Posted by: James Kendrick | May 04, 2008 at 10:00 AM
Just a minor inconvience, just keep in mind that the system is "cool", "hip" and is packed in very clever packaging.Just a minor inconvenience, just keep in mind that the system is "cool", "hip" and is packed in very clever packaging. The total loss of all your data and your 4th or so visit to the genius bar with the same machine is nothing compared to that HD thrashing issue you had with vista, or that sleep issue that was a huge deal breaker by any standard.
Apple stuff is fresh, cool, and even if it trashes all your data they still blow away anything out there. Too many people focus on reliability and function- this is a misconception, a PC is a fashion statement first, a useful tool second.
Keep us informed how things go, I’m sure it will be fine, and even if it does not it’s not a big deal, since it’s a Mac!
Posted by: Bill | May 04, 2008 at 01:30 PM
Man, the guy has a problem and the religious wars start up again. Take it somewhere else people, the guy just wants to get his system running. Sheesh...
Posted by: Frustrated Consumer | May 04, 2008 at 02:21 PM
i think bill is being ironic or sarcastic...
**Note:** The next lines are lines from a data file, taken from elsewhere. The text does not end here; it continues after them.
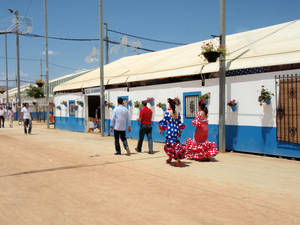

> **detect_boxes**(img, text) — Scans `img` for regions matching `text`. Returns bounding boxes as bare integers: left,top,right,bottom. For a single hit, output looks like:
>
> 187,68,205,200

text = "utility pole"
4,33,8,109
15,10,21,121
219,0,226,152
104,23,108,64
44,0,50,128
99,0,105,136
40,58,43,80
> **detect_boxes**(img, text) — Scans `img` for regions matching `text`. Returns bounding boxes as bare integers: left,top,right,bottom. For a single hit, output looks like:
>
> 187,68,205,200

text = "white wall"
106,69,300,127
54,93,86,118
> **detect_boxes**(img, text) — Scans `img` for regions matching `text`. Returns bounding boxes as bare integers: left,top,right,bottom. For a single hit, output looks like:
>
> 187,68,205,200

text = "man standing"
0,105,5,128
135,101,153,154
21,103,32,135
109,98,131,155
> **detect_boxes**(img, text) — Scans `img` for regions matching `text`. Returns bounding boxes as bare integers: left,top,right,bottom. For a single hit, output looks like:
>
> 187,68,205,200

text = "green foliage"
26,85,44,98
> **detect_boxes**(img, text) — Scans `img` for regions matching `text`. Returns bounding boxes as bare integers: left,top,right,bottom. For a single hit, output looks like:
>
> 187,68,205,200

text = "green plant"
60,101,67,105
77,100,83,106
26,85,44,98
258,85,274,105
200,92,211,100
199,42,226,56
156,102,166,109
133,101,141,108
107,102,114,108
227,99,237,106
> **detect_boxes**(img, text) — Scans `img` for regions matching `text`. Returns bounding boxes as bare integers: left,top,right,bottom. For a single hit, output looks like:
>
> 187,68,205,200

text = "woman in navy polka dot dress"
158,98,186,166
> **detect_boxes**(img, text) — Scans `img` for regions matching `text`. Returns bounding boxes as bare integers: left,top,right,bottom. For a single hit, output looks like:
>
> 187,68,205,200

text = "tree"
26,85,44,98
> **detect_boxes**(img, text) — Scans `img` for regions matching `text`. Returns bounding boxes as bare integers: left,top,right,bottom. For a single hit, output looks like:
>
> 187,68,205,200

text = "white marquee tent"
54,20,300,92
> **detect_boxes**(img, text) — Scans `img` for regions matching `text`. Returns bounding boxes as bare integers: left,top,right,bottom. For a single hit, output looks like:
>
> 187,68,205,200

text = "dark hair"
142,100,147,106
199,100,208,116
168,98,176,113
118,98,123,105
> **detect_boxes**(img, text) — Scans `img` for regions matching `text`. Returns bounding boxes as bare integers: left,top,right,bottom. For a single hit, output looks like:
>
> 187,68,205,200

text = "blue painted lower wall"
55,117,300,158
54,116,85,132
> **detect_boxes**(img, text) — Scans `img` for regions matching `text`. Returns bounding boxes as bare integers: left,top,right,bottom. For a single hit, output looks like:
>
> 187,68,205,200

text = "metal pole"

Posted by: turn_self_off | May 04, 2008 at 04:02 PM
Kevin I had the same problem with my Dual 1.8 GHz G5, and it almost looked like a RAM problem, but it was an UPGRADE problem. After I upgraded my G5 to Leopard over 2 months it proceeded to corrupt my external hard drive. It wasn't until I kept getting the good ole gray power symbol screen in 15 different languages, that I noticed that my external hard drive would not mount. When I hooked it up to my MacBook Pro 17" it showed that it was there but the directories were damaged. NOTHING could resurrect this drive and remount it. After I realized that archive and re-install failed (took it 48 hours to give me the gray power screen in 15 lang .....)That I finally wiped it and reloaded it from scratch. The G5 has been fine ever since then, but I had to reformat my external Firewire drive. BOTH are working fine now. My theory is that the buggy upgrade of Leopard somehow ended up corrupting my drive. Add to it the "supposed" RAM problems and it makes sense that my G5 was probably corrupting it until it crashed. The strange part is that this is 1 of 5 drives on the Mac (2 internal, 3 chained to a FireWire via a hub). I just chalk it up to an Apple quirk, one of many i have dealt with, with no resolution over the 13 years I have used them.
Posted by: Jon M | May 04, 2008 at 05:55 PM
My bad, I meant James.
Posted by: Jon M | May 04, 2008 at 06:23 PM
Yikes. I am going to open a .Mac account and backup important data offsite.
Posted by: Partners in Grime | May 04, 2008 at 11:31 PM
Have you considered taking your laptop and the external drive back to the Apple store and saying, "Look what your computer did."
There's a possibility that they might accept there's a problem and pay for the data recovery. In particular, I'm absolutely shocked at the numb-nuts approach of formatting and re-installing Leopard.
A dodgy boot partition can be fixed with about 3 words to the Recovery Console command prompt in Windows, I'd assume they have some sort of Mac OS equivalent?
Sounds like you had a rotten bit of bad luck.
Posted by: Dave | May 05, 2008 at 04:57 AM
James, this is exactly why everything stored on a laptop should be 3rd tier redundant data. you should have a centralized file-server which is then backed up to external HDD's. if you did, then right now you could restore the corrupted file-server with the external HDD's.
i'm surprised you actually backup the system image (with embedded data!) to en external HDD, thats quite amateur-ish. data should always be double backedup OUTSIDE of a system image (if data is embedded inside the system image then it should be 3rd tier).
Posted by: Koink | May 05, 2008 at 04:24 PM
This kind of garbage is exactly why I don't have a Macbook anymore. Mine was going in for service every, nearly, two months. I kept telling myself that it could happen with any manufacturer, but the fact is, it's only ever happened with my Macs.
OSX is great. Mac hardware is anything but.